Google Print: "We are scanning them to be read by an AI."

I did actually read it, Dan. I’m curious which parts of my statements you disagree with.

Let’s say I’ve written a technical book about designing flammuses. Today, if you want to design flammuses, you purchase my book. In the Google Print model, you search for some particular keywords related to the part of the design you’re having trouble with. Up comes the appropriate page, containing diagrams, schematics, tables, or whatever. Each time you have a problem or question, Google Print will dutifully show you the appropriate page of the book. You have no need to buy it. I don’t get paid for my work. “But wait,” you say. “You get income from Google Ads.” Read on…

My technical books accomplish two things. First, they provide me some income when people buy them…a lot more than the few pennies that Google Print will pay. Second, they provide me with consulting income because people see from the books that I’m an expert in the field, and hire me to help with their projects. The Google Print ads provide a convenient way for Google to direct readers to one of my competitors. Right there, beneath a page of my book, will be an ad for some other expert in the field. So I lose book sales and I lose potential consulting work.

Explain again how this helps me.

You missed my whole point, Alterego. My books aren’t hidden away. I have a Web site of my own with pertinent information and excerpts, and it’s already indexed by Google. The difference is that Google today doesn’t get to decide what parts of my books are available and where to direct customers. I get to decide that.

A lovely fluffy little quote, isn’t it? But think about it for a moment. Do you really think people are going to spend a year of their life putting their knowledge and expertise into words if they don’t get paid for it? Are publishers going to be eager to pay copyeditors, proofreaders, printers, illustrators, and authors to produce a book when their revenue model is a few pennies from a Google ad? If copyright goes away, people will stop writing the books!

Sure, there will be technical articles. There will be some Web sites where people with questionable credentials post unedited and non-verified information in formats that may or may not work with your Web browser. But copyrights provide the incentive for skilled individuals to put the work and effort into producing books.

Where on Earth did that come from? You have no idea what I’ve written, how it’s placed online, what it’s about, or how many people have purchased it. You don’t know how many books I’ve written, how many Web sites I have, how much money I make from them, or how well-indexed they are by Google today. How can you make a statement like that based on such staggering ignorance? Oh, wait. This is GD. Um… cite?

This is simply untrue. Unless the book is submitted to Google through the Google Publishers’ program or is in the public domain, all that will come is a brief paragraph stating something along the lines of:

The term flammus appears on the following pages of the work Flammus Design and You by InvisibleWombat: 3, 22, 897. The first appearance is shown below:

…ever again. Flammus design first came to the public’s attention…

To purchase a copy of the book, use one of the following links:

That’s it. No whole pages, no diagrams, nothing. Just enough, hopefully, for someone to decide if the book is worth finding. If that’s violating copyright, so is every search engine ever invented.

You do?

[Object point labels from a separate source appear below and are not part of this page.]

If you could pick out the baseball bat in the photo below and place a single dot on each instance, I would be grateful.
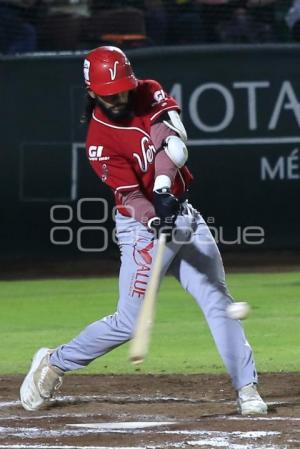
(140, 343)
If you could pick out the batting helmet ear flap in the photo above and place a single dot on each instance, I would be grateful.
(107, 71)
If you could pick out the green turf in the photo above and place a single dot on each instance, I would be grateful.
(50, 312)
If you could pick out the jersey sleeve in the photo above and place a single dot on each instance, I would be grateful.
(160, 101)
(116, 173)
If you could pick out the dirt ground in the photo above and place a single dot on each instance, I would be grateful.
(182, 411)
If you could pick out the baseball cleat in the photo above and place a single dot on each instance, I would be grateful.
(41, 381)
(250, 402)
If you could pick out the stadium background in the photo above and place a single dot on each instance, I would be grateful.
(233, 68)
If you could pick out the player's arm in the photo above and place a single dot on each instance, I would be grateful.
(169, 136)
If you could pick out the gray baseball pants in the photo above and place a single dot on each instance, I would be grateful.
(195, 261)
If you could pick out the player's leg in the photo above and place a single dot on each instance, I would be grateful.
(137, 251)
(199, 268)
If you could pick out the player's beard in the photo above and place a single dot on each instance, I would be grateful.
(123, 111)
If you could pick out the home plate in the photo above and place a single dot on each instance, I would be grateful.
(123, 425)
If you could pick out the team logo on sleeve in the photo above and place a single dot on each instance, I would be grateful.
(95, 153)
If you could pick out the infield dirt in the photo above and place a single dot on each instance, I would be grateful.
(200, 411)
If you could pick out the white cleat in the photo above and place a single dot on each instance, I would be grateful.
(250, 402)
(41, 381)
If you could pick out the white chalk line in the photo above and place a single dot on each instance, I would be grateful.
(132, 399)
(123, 425)
(122, 398)
(258, 418)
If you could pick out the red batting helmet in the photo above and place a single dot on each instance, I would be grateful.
(107, 71)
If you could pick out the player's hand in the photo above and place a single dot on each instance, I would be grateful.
(159, 225)
(167, 208)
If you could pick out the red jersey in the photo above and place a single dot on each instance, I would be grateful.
(122, 153)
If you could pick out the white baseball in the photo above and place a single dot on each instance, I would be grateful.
(238, 310)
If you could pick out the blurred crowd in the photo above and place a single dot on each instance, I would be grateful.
(58, 25)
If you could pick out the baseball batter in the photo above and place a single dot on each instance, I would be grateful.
(136, 144)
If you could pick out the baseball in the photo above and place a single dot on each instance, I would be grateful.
(238, 310)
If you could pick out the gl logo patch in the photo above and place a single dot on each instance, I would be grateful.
(159, 96)
(95, 153)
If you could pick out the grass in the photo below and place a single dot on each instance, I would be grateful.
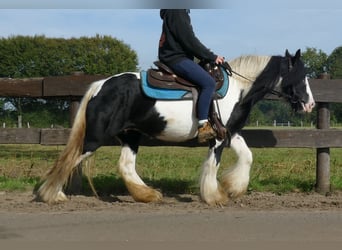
(174, 170)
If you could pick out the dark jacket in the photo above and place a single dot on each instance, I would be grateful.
(178, 40)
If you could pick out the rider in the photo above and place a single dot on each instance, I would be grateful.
(178, 45)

Why not just find a free reference written by someone who has purchased your book and made the facts therein available to the public?

That reminds me of a crazy idea I had the other day… what if there were a parallel universe where people skilled in some field, like computer programming, sometimes spent hundreds or thousands of hours writing stuff just to give it away for free? What if they even gave out the source code so other people could improve on their designs?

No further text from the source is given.